Concerns about lethal medical discrimination against infants with disabilities resulted in the Baby Doe Regulations mandating maximal care to any impaired infant, unless certain exceptions are met.

However, there was much medical and legal opposition to these rules and:

“By the end of 1984,  the American Academy of Pediatrics and the American Hospital Association issued statements supporting the use of interdisciplinary ethics committees as an alternative to governmental investigation in such cases.” (Emphasis added)

AN UNEXPECTED PROBLEM

But a surprising development happened on the way to privatizing life and death decisions through ethics committees.

Some people and families resisted and insisted that medical treatment be continued for themselves or their loved ones despite a “hopeless” prognosis and the recommendations of doctors and/or ethicists to stop treatment. Many doctors and ethicists were appalled that their expertise would be challenged and they theorized that such families or patients were unrealistic, “in denial” about the prognosis or were mired in guilt or dysfunctional family relationships.

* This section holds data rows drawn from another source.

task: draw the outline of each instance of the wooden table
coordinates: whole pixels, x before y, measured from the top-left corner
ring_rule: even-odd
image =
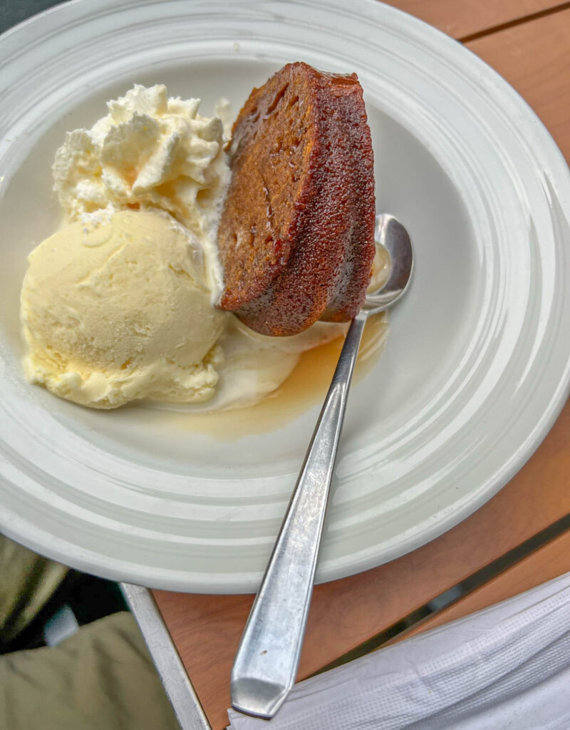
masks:
[[[493,66],[570,159],[570,3],[390,4],[437,26]],[[353,657],[394,635],[425,631],[570,571],[569,437],[567,404],[531,459],[475,514],[398,560],[317,586],[299,678],[349,653]],[[458,584],[451,593],[458,599],[450,603],[448,593],[433,602]],[[224,728],[230,669],[253,596],[153,593],[212,728]]]

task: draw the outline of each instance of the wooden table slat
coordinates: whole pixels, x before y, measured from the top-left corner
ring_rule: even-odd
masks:
[[[385,0],[460,39],[559,7],[553,0]]]
[[[570,572],[570,530],[527,556],[516,565],[493,578],[485,585],[459,599],[438,613],[404,631],[390,643],[395,643],[455,621],[474,611],[493,606],[525,591]]]
[[[466,45],[517,89],[570,160],[570,8]]]

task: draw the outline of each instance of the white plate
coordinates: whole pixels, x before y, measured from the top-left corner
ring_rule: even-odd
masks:
[[[253,591],[316,418],[233,441],[165,412],[98,412],[28,385],[18,300],[58,222],[50,166],[134,82],[234,112],[287,61],[358,73],[379,207],[416,275],[351,394],[318,579],[432,539],[494,494],[568,393],[569,173],[531,110],[438,31],[378,2],[76,1],[0,39],[0,525],[77,568]],[[171,417],[172,416],[172,417]],[[505,516],[508,519],[508,515]]]

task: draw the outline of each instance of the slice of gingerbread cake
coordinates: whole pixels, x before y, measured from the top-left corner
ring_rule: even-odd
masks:
[[[271,335],[352,319],[375,252],[372,145],[356,74],[284,66],[252,91],[229,154],[220,307]]]

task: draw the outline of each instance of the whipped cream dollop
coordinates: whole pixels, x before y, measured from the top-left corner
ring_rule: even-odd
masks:
[[[106,222],[127,209],[169,213],[200,241],[215,297],[223,287],[216,234],[230,172],[223,121],[199,114],[200,103],[169,98],[163,85],[135,85],[107,102],[108,114],[90,129],[66,134],[53,170],[69,223]]]

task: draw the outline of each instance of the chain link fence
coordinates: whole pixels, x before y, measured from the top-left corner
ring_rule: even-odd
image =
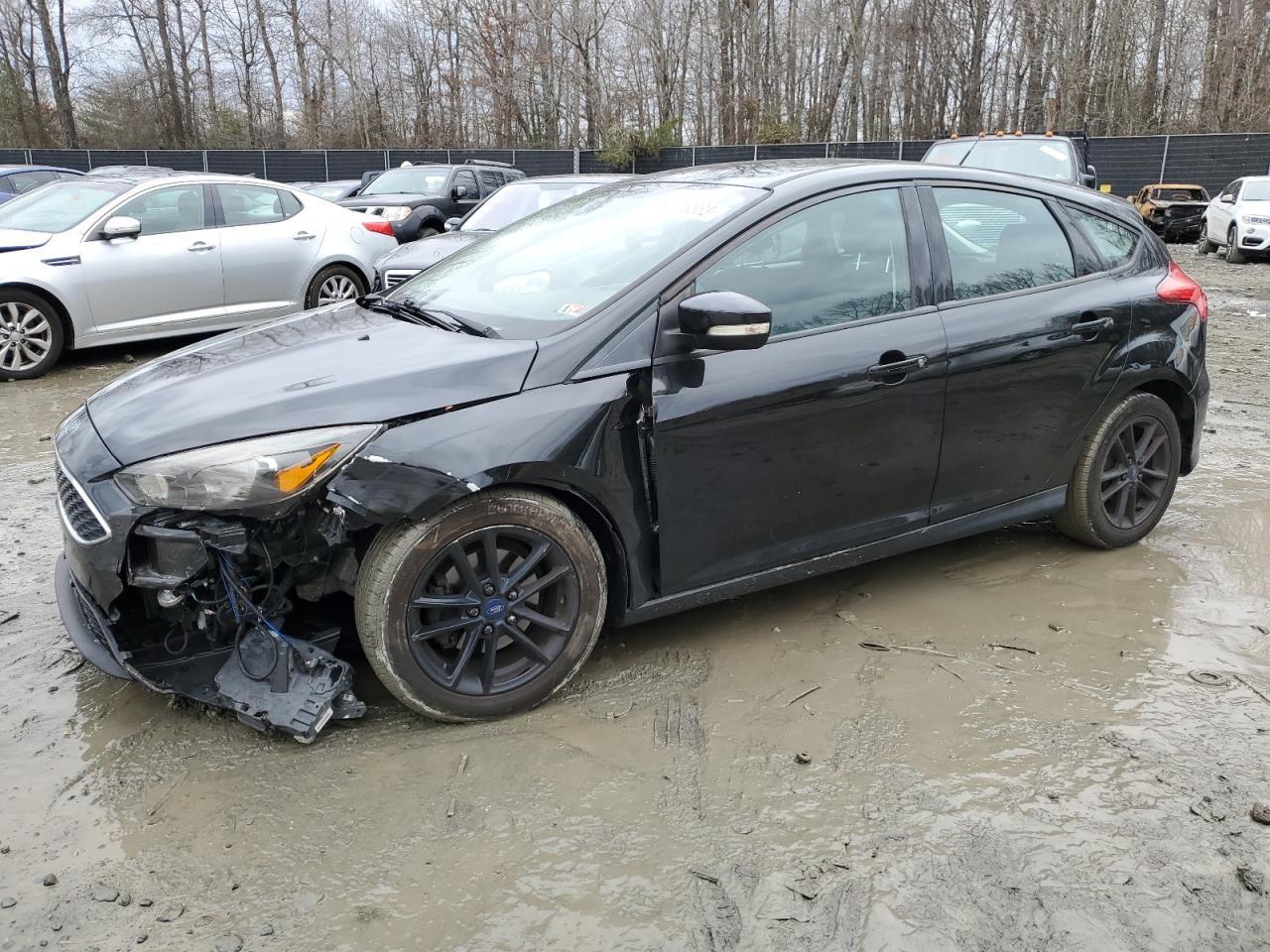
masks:
[[[888,142],[795,142],[747,146],[676,146],[612,169],[594,150],[578,149],[0,149],[0,164],[161,165],[180,171],[255,175],[276,182],[357,179],[362,173],[409,162],[491,159],[527,175],[631,171],[644,174],[710,162],[753,159],[907,159],[925,155],[930,140]],[[1156,182],[1194,183],[1215,193],[1242,175],[1270,174],[1270,133],[1123,136],[1090,140],[1099,180],[1120,195]]]

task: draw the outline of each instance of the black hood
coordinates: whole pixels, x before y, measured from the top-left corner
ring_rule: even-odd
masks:
[[[442,195],[420,195],[418,192],[398,192],[395,194],[386,195],[353,195],[352,198],[342,198],[335,204],[342,204],[345,208],[386,208],[394,204],[405,204],[414,208],[420,204],[432,204],[433,202],[443,202]]]
[[[450,258],[458,249],[467,248],[474,241],[480,241],[491,234],[489,231],[447,231],[444,235],[408,241],[384,255],[375,263],[375,267],[380,270],[401,268],[422,272],[437,261]]]
[[[456,334],[353,302],[161,357],[89,397],[124,466],[310,426],[378,423],[519,391],[532,340]]]

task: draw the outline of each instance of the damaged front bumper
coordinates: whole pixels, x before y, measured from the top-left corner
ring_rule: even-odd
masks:
[[[352,665],[331,654],[340,628],[323,602],[356,574],[331,513],[251,524],[138,509],[109,480],[118,465],[91,424],[71,430],[55,443],[65,537],[55,589],[84,658],[301,743],[364,713]]]

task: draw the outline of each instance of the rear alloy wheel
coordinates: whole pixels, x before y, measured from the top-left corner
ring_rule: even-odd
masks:
[[[357,578],[371,666],[442,721],[502,717],[551,697],[605,618],[605,562],[555,499],[495,490],[380,532]]]
[[[1229,264],[1246,264],[1248,260],[1240,250],[1240,232],[1233,225],[1226,232],[1226,260]]]
[[[1180,466],[1173,411],[1153,393],[1134,393],[1090,437],[1054,522],[1090,546],[1130,546],[1165,514]]]
[[[62,353],[62,322],[38,294],[0,289],[0,380],[42,377]]]
[[[1208,222],[1201,221],[1199,223],[1199,240],[1195,242],[1195,251],[1201,255],[1212,254],[1217,250],[1217,245],[1208,240]]]
[[[305,293],[305,310],[352,301],[366,293],[366,279],[345,264],[323,268]]]

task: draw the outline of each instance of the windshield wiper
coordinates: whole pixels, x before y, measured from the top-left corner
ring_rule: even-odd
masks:
[[[409,301],[398,301],[395,298],[384,297],[384,294],[366,294],[358,298],[357,303],[368,311],[380,311],[381,314],[389,314],[404,321],[410,321],[411,324],[442,327],[443,330],[453,331],[455,334],[472,334],[478,338],[498,336],[494,334],[491,327],[478,327],[450,311],[439,311],[432,307],[419,307],[417,305],[411,305]]]

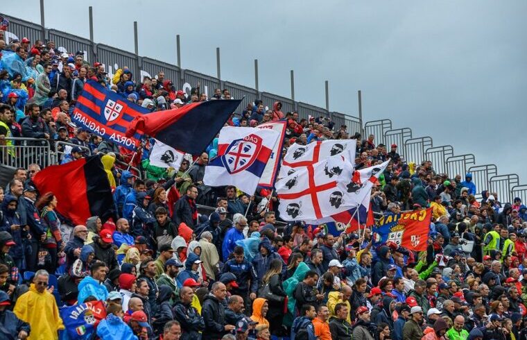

However, these doctors and ethicists were shocked when in 1991, a court ruled in favor of the husband of Helga Wanglie when he insisted that treatment be continued for his wife despite a “persistent vegetative state” diagnosis.

That court decision was widely criticized in ethics circles and in 1999, Texas enacted a medical futility law.

THE TEXAS ADVANCE DIRECTIVES ACT

In 1999, Texas became the first state to expressly permit doctors to stop life sustaining treatment without consent after a review process by an ethics committee. According to the Texas Advance Directives Act, when care is deemed “futile” or “inappropriate” and the patient or family disagrees,  the patient or family is given 10 days to find another health facility for the patient and pay for “any costs incurred” in the transfer. “If a provider cannot be found willing to give the requested treatment within 10 days, life-sustaining treatment may be withdrawn unless a court of law has granted an extension. “ (Emphasis added)

Thus an ethics committee becomes the equivalent of a death panel.

This kind of ethics committee overreach has now spread far beyond Texas. For example in 2002, I was involved in a similar a case in Missouri involving a brain-injured man despite the state not having a Texas-style law.  It was difficult to find another health care facility to accept the man within the 2 week deadline given by the hospital but ultimately the man not only survived but recovered after the transfer.

The Texas law is now being challenged in the case of Evelyn Kelly, individually, and on behalf of the estate of David Christopher Dunn v Harris Methodist Hospital, a case where a terminally ill, conscious man’s mother fought the ethics committee’s decision to remove his ventilator.

Although Mr. Dunn has since died, the case continues on the question of whether the Texas law is constitutional or not.

In the summary judgement motion filed, Ms. Kelly and her lawyers state that the ethics committee’s action “is an alarming delegation of power by the state law” and “is a far cry from the due process intended to protect the first liberty mentioned in Article 1, Section 19 of the Texas Constitution and that of the Fourteenth Amendment”. (Emphasis added)

Mrs. Kelly and her lawyers make a good point. How can a life and death decision be automatically delegated by law to an unregulated, unaccountable group of individuals outside the legal system?

Even worse, how can the right to live have less legal protection than the “right” to be dead?

The answers to these questions are critically important.